PinkP
PinkP

Reputation: 37

Plotting with a wrong amplitude in MATLAB

I am trying to plot an amplitude spectrum of a signal. Here is the code:

%My signal: y = 0.001*cos(0.005*pi*t+pi/4);


A = 0.001; 
T = 400; 
f = 0.0025; 
pi = 3.14; 

syms m
m=-1:1;
wm=(1/T)*(int((0.001*cos(0.005*pi*t + pi/4))*exp(-j*m*0.005*pi*t),t,0,T));
ww=double(wm);
Amp=abs(ww);
fi=angle(ww);
w=m*2*pi/T;
f=w/(2*pi);

figure('Name','Amplitude spectrum');
stem(f,Amp,'linewidth',2,'color','r'),grid on;
title('Amplitude spectrum'), xlabel('?[rad/s]'), ylabel('|wm|');

enter image description here

But it's plotted with a wrong amplitude. 5x10^-4 instead of 5x10^-3. Where did I do the mistake?

Upvotes: 1

Views: 79

Answers (1)

rayryeng
rayryeng

Reputation: 104504

The magnitude of your plot is correct.

The magnitudes of the impulses located at the fundamental frequency come from the scale of the cosine wave and get divided by 2: 0.001 / 2 = 5e-4. This is because the cos function can be expressed using Euler's formula such that it is a combination of two complex exponentials that are both scaled by half.

Source: Wikipedia

As such, the Fourier Transform of a complex exponential at the desired frequency is a unit-length impulse (i.e. the magnitude is 1). The cosine wave can be expressed as two complex exponentials centered at the positive and negative versions of the fundamental frequency. We further scale by 1/2 due to Euler's formula and with the property of linearity for the Fourier Transform, the impulses additionally get scaled by 1/2. You further have an additional scaling factor for your cosine wave, which scales the impulses yet again. The combination of scales: (1)(1/2)(0.001) thus gives 5e-4.

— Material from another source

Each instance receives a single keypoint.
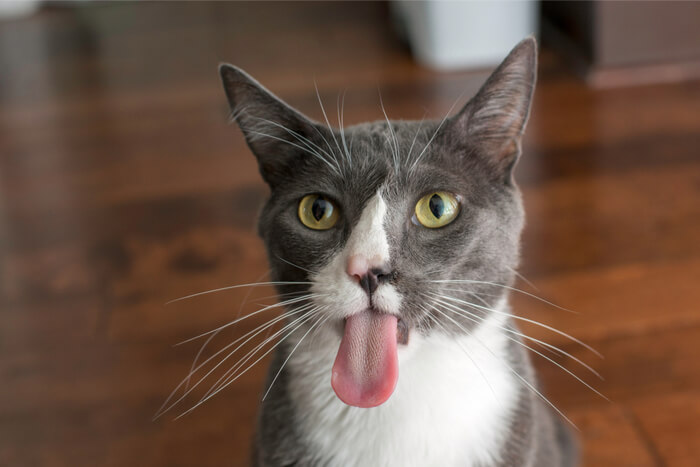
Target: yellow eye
(317, 212)
(437, 209)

There's nothing wrong with that output. Also, your scale should be in Hertz, not rad/s. This is because of the formulation of your exponential has pi in it.

I can understand why you'd want to use the symbolic toobox here, but I highly recommend using fft instead. There's no need to get a slow symbolic calculator to compute the frequency representation of a signal when the fft is a faster algorithm to do so. If you are doing this purely to verify what the theoretical magnitude response is for your signal, then that's fine but do not do this when calculating the frequency response in practice.